Android and Me

Microsoft demands $15 per Android handset from Samsung

3 years ago 39

While the mighty Apple vs. Samsung war rages on, our loyal Android manufacturer is being attacked by yet another technology leader. Microsoft is demanding Samsung hand over a $15 fee per Android device. Microsoft owns an extensive range of patents being used by Google’s Android OS and request that they are credited (financially) for their ownership.

Samsung will probably have to give in to Microsoft’s request, as did HTC. The difference is that HTC is only paying $5 per Android smartphone, while Microsoft is asking Samsung for triple that amount. HTC and Microsoft have displayed a long partnership in the Windows Mobile platform. This may be what led Microsoft to request a smaller fee from HTC, and that is a privilege that Samsung is trying to attain.

Instead of trying to fight Microsoft (or just give up and pay the fees), Samsung is trying to barter with Big Brother Microsoft. In an effort to lower the $15-fee, Samsung is asking Microsoft to loosen its chains and allow them to pay a $10 fee per device instead. As an incentive, Samsung would commit to create a stronger alliance with Microsoft’s Windows Mobile OS.

For an Android enthusiast, it’s definitely painful to see some of the favorite manufacturers being legally attacked. Such is the case in today’s world, though. Companies (many of them with a bad case of over-entitlement) are suing each other for unreasonable matters. It sure must be tough for Samsung to go up against both Apple and Microsoft!

These companies can probably afford to hand over their cash here and there. But Microsoft trying to influence Samsung’s productions of Android devices over patent fees is simply unacceptable. If Samsung does commit to get more involved with the Windows Mobile platform, it would probably mean Android manufacturing will be affected. Unless Samsung decides to just release more handsets than they normally do.

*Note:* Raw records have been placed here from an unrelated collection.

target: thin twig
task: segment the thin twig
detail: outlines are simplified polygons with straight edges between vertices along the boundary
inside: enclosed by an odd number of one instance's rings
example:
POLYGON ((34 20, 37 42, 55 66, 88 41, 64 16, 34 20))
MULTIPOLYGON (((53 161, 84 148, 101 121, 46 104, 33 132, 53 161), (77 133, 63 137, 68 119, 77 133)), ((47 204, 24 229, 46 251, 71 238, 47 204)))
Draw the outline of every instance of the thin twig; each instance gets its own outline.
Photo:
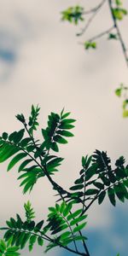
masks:
POLYGON ((127 54, 127 49, 126 49, 126 47, 125 45, 124 40, 122 38, 122 35, 120 33, 120 30, 119 28, 116 18, 115 18, 115 16, 113 15, 113 4, 112 4, 112 0, 108 0, 108 4, 109 4, 110 12, 111 12, 111 15, 112 15, 112 19, 113 19, 113 26, 114 26, 114 28, 117 31, 119 40, 120 42, 121 48, 122 48, 122 50, 123 50, 124 57, 125 57, 126 65, 128 67, 128 54, 127 54))
POLYGON ((113 28, 114 28, 114 26, 113 26, 110 28, 108 28, 108 30, 106 30, 106 31, 104 31, 104 32, 101 32, 101 33, 94 36, 93 38, 90 38, 87 41, 92 42, 92 41, 94 41, 96 39, 99 39, 99 38, 102 38, 103 36, 105 36, 106 34, 108 34, 113 28))
MULTIPOLYGON (((90 25, 91 24, 91 22, 93 21, 95 16, 98 14, 98 12, 101 10, 102 7, 103 6, 103 4, 105 3, 106 0, 103 0, 96 8, 93 9, 91 10, 92 15, 90 17, 90 19, 88 20, 88 22, 85 24, 84 27, 82 28, 81 32, 77 33, 77 36, 82 36, 86 30, 88 29, 88 27, 90 26, 90 25)), ((85 13, 84 13, 85 14, 85 13)))
POLYGON ((90 15, 91 13, 96 12, 97 9, 101 9, 101 7, 103 5, 103 3, 106 2, 107 0, 102 0, 97 6, 96 6, 93 9, 90 9, 90 10, 84 11, 83 12, 84 15, 90 15))

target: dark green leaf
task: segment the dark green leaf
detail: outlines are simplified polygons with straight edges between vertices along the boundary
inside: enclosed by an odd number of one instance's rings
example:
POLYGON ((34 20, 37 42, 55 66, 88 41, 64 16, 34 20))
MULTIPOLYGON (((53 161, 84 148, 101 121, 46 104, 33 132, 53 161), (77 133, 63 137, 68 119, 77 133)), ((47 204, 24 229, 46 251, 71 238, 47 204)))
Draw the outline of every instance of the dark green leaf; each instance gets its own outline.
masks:
POLYGON ((96 195, 98 194, 99 190, 98 189, 90 189, 88 190, 85 191, 85 195, 96 195))
POLYGON ((82 224, 80 224, 80 225, 75 227, 75 228, 73 229, 73 233, 78 232, 78 231, 83 230, 83 229, 85 227, 86 224, 87 224, 87 223, 85 222, 85 223, 83 223, 82 224))
POLYGON ((74 185, 73 187, 70 188, 71 190, 79 190, 82 189, 84 188, 83 184, 79 184, 79 185, 74 185))
POLYGON ((55 136, 54 137, 54 141, 55 141, 56 143, 61 143, 61 144, 67 144, 67 141, 60 135, 55 136))
POLYGON ((101 205, 105 198, 106 195, 106 191, 102 191, 100 193, 99 196, 98 196, 98 203, 99 205, 101 205))
POLYGON ((3 137, 3 139, 6 141, 8 139, 8 133, 7 132, 3 132, 3 135, 2 135, 2 137, 3 137))
POLYGON ((19 162, 21 159, 23 159, 24 157, 26 157, 27 155, 26 153, 20 153, 18 154, 16 154, 12 160, 9 162, 7 171, 9 171, 11 168, 14 167, 14 166, 19 162))
POLYGON ((112 188, 109 188, 108 189, 108 195, 110 200, 110 202, 113 207, 116 205, 116 201, 115 201, 115 195, 114 195, 114 190, 112 188))
POLYGON ((38 243, 42 247, 44 244, 44 240, 41 237, 38 237, 38 243))

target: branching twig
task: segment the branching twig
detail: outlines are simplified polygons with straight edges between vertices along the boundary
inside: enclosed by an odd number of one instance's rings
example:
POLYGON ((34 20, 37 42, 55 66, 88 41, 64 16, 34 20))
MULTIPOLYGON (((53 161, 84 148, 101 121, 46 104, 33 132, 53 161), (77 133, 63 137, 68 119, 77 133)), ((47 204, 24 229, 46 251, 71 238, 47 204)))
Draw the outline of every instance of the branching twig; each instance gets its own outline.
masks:
POLYGON ((95 16, 98 14, 98 12, 101 10, 102 7, 103 6, 103 4, 105 3, 106 0, 103 0, 97 7, 96 7, 95 9, 90 10, 89 12, 84 12, 84 15, 92 13, 92 15, 90 17, 90 19, 88 20, 88 22, 85 24, 85 26, 84 28, 82 28, 81 32, 77 33, 77 36, 82 36, 86 30, 88 29, 88 27, 90 26, 90 25, 91 24, 91 22, 93 21, 95 16))
POLYGON ((125 57, 126 65, 128 67, 128 54, 127 54, 127 50, 126 50, 126 47, 125 45, 124 40, 122 38, 122 35, 120 33, 120 30, 119 30, 118 23, 117 23, 116 18, 114 17, 114 15, 113 15, 113 5, 112 5, 112 0, 108 0, 108 4, 109 4, 111 15, 112 15, 112 19, 113 19, 113 26, 114 26, 114 27, 115 27, 115 29, 117 31, 119 40, 121 47, 122 47, 124 57, 125 57))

Microsoft has recently made deals with Nokia in an attempt to raise Windows Mobile and make Microsoft’s Mobile OS a stronger competitor against Apple and Google. Given that Microsoft has plans to work closely with its new best friend and charge other manufacturers to use its OS, it does not seem likely Microsoft will easily agree to Samsung’s offer. Time will tell what is in store for Samsung’s deals with Microsoft, but things sure don’t look promising. What do you guys see Microsoft doing in the near future? Do you think Samsung will get away with the $10-fee? Do you think Samsung’s Android handset production will be affected by this?